“Happiness is a warm puppy,” said the late Peanuts cartoonist Charles Schulz. The flipside — what makes a warm puppy happy — is today being addressed by Fort Worth apartment communities. Many are rolling out an increasingly extensive roster of pet amenities. Not just dog parks but pet washes, agility courses, and even doggy daycare and dog walking are among pet-focused pluses you can find at some local properties these days.
Dog parks, for instance, have gotten lots more common. Carrollton-based multifamily research firm ALN Apartment Data reports that 601 (54%) of 1,123 Tarrant County communities it tracks had dog parks in its most recent study. That’s up from 34% in 2020.
An on-site dog park is likely enough to please most pet-owning renters, according to research from Michelson Found Animals, a Los Angeles-based animal welfare nonprofit.
“The priorities for a typical renter are basically an exercise and relief area and a sufficient number of waste stations on the property,” said Ross Barker, director of Michelson’s pet-inclusive housing program. “Those are not super-sexy amenities, but those are the ones that matter.”
Want sexier? A lot sexier? Michelson recognized Dane Park Grapevine as one of the nation’s most pet-inclusive properties, recipient of its Vanguard Award for 2025, among other recognitions. No surprise that this community— marketing tagline: “Home is where the dog is” — has a list of amenities as long as a Great Dane’s leg.
Dane Park goes well beyond even higher-end pet pluses like grooming stations, agility tracks, and fancy watering stops. At this community, every unit has a doggy door, and ground-floor apartments include fenced private yards.

Photo by Mark Henricks
In-unit cameras let owners monitor pets even when they’re not at home. Text alerts let them know when their dog starts barking. Owners can bark — or whisper — back via intercoms.
Dane Park dwellers can book on-site doggy daycare and grooming and walking services via an app.
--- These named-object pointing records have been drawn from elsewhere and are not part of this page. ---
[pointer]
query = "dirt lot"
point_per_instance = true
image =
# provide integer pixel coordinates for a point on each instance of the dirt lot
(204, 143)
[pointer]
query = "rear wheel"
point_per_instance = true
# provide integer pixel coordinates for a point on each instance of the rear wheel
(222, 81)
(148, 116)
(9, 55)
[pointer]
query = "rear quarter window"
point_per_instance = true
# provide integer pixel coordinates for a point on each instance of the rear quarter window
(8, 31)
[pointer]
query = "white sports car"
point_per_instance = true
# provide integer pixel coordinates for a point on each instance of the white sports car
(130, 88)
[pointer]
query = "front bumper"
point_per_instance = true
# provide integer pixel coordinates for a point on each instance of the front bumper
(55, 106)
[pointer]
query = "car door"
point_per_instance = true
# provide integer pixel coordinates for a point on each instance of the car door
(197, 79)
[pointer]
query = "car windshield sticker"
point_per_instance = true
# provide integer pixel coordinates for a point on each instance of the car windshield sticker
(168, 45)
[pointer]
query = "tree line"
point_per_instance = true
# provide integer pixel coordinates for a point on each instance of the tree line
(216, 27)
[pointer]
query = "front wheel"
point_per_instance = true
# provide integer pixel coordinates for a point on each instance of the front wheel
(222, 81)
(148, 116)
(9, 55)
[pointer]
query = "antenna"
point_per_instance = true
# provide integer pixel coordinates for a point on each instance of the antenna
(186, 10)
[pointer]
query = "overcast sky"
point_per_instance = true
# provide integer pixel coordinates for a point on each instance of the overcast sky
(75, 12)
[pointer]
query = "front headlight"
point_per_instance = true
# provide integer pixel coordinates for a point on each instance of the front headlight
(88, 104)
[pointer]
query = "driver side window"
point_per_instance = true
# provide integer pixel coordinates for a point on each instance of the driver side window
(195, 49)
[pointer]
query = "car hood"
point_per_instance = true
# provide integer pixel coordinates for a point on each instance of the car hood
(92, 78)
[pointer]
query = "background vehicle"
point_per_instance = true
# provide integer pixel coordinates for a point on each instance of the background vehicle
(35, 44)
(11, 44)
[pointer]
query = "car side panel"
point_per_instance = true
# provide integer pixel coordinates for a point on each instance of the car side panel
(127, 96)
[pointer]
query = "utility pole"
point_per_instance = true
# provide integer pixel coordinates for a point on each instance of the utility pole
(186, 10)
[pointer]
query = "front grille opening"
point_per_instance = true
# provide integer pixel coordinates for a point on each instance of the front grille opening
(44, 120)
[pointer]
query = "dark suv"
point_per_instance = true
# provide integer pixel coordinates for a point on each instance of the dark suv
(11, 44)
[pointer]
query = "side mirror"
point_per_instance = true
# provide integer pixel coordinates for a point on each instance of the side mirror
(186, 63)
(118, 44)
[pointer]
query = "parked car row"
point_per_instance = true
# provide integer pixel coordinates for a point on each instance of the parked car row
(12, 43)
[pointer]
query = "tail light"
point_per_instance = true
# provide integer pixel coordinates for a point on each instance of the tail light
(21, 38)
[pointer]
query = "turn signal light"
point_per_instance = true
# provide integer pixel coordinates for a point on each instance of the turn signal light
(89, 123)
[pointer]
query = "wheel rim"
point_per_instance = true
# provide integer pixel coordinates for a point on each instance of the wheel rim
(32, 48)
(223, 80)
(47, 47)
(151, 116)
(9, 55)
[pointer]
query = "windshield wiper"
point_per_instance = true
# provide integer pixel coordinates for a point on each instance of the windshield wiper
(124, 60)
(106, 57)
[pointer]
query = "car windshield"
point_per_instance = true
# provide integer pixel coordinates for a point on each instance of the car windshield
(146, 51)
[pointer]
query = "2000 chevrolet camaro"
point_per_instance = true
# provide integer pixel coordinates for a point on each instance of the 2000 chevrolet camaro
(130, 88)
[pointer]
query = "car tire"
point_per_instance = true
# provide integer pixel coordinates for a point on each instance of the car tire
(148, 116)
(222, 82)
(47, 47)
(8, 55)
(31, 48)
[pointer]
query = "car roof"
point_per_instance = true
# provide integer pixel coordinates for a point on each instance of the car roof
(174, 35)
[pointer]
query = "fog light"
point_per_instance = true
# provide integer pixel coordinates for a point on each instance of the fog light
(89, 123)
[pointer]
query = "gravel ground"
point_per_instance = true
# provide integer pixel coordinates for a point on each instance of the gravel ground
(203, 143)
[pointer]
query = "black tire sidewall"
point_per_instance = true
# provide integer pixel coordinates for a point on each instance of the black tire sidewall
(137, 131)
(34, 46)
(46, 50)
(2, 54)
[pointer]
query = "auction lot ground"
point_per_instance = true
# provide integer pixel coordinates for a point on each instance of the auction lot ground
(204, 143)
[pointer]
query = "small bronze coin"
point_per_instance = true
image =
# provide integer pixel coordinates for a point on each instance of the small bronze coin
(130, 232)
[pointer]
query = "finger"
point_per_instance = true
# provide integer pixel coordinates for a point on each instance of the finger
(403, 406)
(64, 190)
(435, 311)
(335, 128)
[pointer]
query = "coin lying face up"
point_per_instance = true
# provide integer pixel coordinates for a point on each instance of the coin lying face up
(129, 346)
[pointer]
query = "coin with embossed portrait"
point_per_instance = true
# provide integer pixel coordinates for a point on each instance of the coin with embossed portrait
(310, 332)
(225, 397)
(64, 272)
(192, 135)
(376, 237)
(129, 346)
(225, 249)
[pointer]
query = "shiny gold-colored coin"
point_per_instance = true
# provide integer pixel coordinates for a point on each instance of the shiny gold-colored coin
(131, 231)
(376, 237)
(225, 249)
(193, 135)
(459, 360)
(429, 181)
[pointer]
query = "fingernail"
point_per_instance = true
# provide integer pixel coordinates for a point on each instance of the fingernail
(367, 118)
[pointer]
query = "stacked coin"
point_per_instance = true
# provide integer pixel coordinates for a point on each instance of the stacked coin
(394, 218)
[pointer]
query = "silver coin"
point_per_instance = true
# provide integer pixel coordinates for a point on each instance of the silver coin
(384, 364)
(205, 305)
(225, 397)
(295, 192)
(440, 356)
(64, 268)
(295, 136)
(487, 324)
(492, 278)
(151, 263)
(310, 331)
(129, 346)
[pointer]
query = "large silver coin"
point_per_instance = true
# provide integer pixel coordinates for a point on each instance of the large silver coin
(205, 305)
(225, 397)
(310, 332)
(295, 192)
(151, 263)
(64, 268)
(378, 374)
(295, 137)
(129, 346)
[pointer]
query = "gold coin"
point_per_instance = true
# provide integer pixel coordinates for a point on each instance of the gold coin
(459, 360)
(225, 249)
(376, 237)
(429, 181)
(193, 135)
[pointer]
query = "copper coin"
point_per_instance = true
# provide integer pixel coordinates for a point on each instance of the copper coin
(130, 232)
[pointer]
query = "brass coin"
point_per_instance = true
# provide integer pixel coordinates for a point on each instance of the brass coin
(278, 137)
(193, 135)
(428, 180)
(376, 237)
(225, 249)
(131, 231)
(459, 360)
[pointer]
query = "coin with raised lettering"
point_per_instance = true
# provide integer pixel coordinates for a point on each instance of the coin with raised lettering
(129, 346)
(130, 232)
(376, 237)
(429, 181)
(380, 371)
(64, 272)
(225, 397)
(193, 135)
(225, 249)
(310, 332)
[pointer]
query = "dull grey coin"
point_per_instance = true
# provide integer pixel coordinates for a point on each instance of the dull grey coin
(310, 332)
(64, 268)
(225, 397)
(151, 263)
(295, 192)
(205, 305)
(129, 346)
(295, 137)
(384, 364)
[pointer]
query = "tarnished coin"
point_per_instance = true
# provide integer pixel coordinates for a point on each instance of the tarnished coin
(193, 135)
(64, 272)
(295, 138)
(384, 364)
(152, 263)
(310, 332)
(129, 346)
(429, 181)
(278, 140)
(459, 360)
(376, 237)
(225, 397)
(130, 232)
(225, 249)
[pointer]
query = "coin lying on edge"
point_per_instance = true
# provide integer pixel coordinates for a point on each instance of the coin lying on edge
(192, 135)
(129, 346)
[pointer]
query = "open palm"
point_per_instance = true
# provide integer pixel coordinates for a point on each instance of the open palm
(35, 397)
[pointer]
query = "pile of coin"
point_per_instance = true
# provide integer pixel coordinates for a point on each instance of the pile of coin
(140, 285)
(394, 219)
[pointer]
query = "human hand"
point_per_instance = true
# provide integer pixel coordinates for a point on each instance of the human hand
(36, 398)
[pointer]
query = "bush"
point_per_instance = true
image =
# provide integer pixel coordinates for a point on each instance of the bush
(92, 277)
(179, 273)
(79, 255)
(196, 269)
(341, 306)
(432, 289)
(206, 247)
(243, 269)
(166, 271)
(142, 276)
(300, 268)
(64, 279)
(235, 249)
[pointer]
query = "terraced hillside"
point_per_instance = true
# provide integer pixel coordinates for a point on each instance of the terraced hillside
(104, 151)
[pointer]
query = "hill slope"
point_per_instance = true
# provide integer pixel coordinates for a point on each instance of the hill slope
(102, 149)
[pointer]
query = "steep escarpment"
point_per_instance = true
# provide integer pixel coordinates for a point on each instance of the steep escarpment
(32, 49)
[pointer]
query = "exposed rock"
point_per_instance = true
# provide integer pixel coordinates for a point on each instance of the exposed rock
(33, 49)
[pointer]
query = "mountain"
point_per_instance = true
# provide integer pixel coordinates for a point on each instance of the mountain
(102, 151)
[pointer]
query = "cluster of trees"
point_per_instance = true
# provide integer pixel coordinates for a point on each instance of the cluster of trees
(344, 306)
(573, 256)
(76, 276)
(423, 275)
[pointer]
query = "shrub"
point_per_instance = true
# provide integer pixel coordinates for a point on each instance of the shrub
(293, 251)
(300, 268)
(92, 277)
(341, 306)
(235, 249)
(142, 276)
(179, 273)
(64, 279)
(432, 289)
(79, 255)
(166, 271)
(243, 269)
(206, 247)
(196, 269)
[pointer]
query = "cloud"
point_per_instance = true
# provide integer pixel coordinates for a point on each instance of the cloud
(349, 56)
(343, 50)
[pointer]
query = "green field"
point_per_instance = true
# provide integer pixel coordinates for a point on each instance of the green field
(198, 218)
Community events like group dog walks, movie nights, “yappy” hours, training classes, and fostering events put this community well into the category of pet-focused — if not pet-obsessed.
There’s little data on how many of us are quite that pet-obsessed, but a recent report from online listing platform Apartments.com does measure the percentage of renters searching for pet-inclusive communities. It shows that 60% of people were looking for communities with dogs, 23% for cats, and 17% for both.
The numbers don’t lie, according to Gina Schuler, Apartments.com regional director for Dallas-Fort Worth. “People love pets, and most people have pets.”
So, while near-universal concerns like price and location represent the most common drivers of apartment searchers, pets also fuel renter searches and behavior.
Online search services make it easy to filter for dog parks and broad categories like “dog friendly.” If you want more rarefied pet amenities like a “pet wash,” you can use keywords. That search, by the way, turns up a bare handful of Tarrant County properties on Apartments.com, although there could be more communities that don’t advertise that particular amenity on their websites.
It can be tricky to find a place that will allow your pet to live there at all. ALN’s data shows 1,082 Tarrant County communities (96%) allow pets, a number that shrinks to 937 (83%) if you specify large pets. But Barker of the Michelson nonprofit cautions against assuming that your pet will be accepted because a community says it allows pets. That’s because properties don’t always advertise breed or other restrictions.
“What people need to know is that if a place says it is pet friendly, it might not include their pet,” Barker said. “So, call the office or go there and see for yourself.”
Even if your pet meets the specs, you may not want to sign a lease because landlords tack on additional damage deposits, nonrefundable fees, and add-ons to the monthly rent for pet owners. A bill to cap pet deposits failed to pass the state legislature last session. That means property owners and managers are free to charge whatever the traffic will bear when it comes to pet-based levies.
Also bear in mind that people who want the most for their pets often pay the most for their housing. Dane Park, for example, charges up to $3,832 for a two-bedroom in its doggy dreamland. In a local market where 80% of renters are looking for a place costing less than $2,000 a month, according to Apartments.com, that makes maximum pet-inclusiveness maximally exclusive.
But asking whether your warm puppy’s happiness is worth it is a little like asking if your child, sibling, or parent is worth it, said Barker, who has two dogs and three cats in his own household. “The vast majority of pet owners think of their pets as members of the family. If we think about it that way, that opens up the discussion of what pet-inclusive housing could look like.”